Piloci, którzy odwiedzili w grudniu siedzibę Lockheeda Martina, mogli nie tylko poćwiczyć na symulatorach F-35, lecz także zobaczyć linię produkcyjną tych maszyn. – Co 50 m stał F-35, a linia produkcyjna miała milę długości. Niesamowite wrażenie – podkreśla M., oficer z 2 Skrzydła Lotnictwa Taktycznego (nazwiska niektórych osób z personelu lotniczego nie są podawane do publicznej wiadomości). – Natomiast jak weszliśmy do centrum symulatorowego F-35, czułem się jak bohater ‘Gwiezdnych wojen’ albo uczestnik bardzo zaawansowanej gry komputerowej – dodaje. Pilot niedawno skończył 30 lat i ma na swoim koncie ponad 900 godzin spędzonych w powietrzu. Jest absolwentem liceum lotniczego w Dęblinie i amerykańskiej akademii lotniczej.
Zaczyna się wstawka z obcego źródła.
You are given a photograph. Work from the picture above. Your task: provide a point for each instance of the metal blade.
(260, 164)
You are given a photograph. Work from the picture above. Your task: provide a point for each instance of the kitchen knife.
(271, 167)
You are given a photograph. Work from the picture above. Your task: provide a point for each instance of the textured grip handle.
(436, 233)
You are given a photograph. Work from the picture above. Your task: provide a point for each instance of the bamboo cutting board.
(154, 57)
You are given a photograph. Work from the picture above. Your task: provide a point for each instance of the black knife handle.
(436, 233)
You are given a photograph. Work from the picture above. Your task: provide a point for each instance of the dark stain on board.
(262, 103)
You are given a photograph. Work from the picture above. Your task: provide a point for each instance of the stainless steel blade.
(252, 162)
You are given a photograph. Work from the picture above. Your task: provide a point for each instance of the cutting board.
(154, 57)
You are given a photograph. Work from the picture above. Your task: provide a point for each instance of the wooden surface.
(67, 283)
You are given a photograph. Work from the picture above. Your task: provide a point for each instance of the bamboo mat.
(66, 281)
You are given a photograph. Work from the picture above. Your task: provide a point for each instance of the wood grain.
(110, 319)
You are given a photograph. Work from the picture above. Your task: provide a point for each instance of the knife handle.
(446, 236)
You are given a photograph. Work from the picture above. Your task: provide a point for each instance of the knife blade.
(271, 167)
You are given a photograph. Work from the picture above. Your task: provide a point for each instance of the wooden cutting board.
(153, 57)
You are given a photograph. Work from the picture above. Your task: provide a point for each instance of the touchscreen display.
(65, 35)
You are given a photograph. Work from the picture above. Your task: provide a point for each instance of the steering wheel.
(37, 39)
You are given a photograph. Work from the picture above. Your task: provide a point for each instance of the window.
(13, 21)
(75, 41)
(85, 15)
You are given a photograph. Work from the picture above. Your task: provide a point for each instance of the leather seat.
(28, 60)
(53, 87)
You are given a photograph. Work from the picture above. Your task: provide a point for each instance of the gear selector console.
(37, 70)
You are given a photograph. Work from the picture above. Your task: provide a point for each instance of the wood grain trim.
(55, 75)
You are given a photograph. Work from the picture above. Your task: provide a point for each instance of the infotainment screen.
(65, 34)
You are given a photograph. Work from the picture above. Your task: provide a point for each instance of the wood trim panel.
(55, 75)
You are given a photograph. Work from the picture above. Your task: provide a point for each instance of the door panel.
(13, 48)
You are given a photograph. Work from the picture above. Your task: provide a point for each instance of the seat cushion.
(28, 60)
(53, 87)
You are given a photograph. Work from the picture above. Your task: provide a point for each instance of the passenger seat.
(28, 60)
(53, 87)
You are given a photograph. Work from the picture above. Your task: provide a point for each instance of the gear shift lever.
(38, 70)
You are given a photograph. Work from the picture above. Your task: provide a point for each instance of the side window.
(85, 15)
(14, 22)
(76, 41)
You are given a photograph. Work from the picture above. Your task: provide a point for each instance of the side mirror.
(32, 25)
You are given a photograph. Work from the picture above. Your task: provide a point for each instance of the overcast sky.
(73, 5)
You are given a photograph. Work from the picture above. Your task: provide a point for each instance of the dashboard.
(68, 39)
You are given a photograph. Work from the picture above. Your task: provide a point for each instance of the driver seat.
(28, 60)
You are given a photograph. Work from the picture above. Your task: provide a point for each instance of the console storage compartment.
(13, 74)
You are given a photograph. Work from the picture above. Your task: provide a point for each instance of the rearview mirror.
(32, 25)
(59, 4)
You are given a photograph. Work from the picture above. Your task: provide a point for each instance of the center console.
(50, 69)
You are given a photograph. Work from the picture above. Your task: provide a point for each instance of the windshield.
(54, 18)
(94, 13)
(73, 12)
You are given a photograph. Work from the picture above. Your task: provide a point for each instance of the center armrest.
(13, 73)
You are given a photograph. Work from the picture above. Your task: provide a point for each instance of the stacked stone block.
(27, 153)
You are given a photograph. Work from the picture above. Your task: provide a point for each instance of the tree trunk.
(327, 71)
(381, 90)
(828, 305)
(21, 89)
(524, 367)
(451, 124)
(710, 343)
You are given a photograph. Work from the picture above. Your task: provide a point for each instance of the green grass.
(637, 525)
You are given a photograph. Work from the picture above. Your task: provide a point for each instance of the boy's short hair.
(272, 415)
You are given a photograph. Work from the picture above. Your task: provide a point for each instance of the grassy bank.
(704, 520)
Szkolenie teoretyczne i praktyczne z pilotowania samolotów bojowych rozpoczął kilka lat temu za oceanem. Latał T-6, T-38C Talon i w końcu wielozadaniowym F-16 w bazie lotniczej Tucson w Arizonie. Obecnie jest dowódcą klucza F-16 i przygotowuje się do roli instruktora. Czy będzie w przyszłości pilotował F-35? – Nie chcę zapeszać! Ale jeśli tylko padnie taka propozycja ze strony przełożonych, to na pewno nie będę się wahał – zapewnia.

W czasie tygodniowego pobytu w Teksasie polscy piloci korzystali z różnego typu symulatorów. Część z nich miała możliwość poćwiczyć w symulatorze „full motion” wiernie oddającym lot myśliwcem. – Przekonałem się, że F-35 niechętnie traci prędkość, mimo wielkości nie tworzy nadmiernego oporu aerodynamicznego, więc ciężko tę bestię w powietrzu wyhamować – podkreśla gen. Nowak. – Przyjemnie się go pilotuje i świetnie radzi sobie w dynamicznych manewrach. Podczas lotu przy dużych kątach natarcia nie traci sterowności i pozwala się w pełni kontrolować – uzupełnia J., przyszły dowódca ugrupowania F-16.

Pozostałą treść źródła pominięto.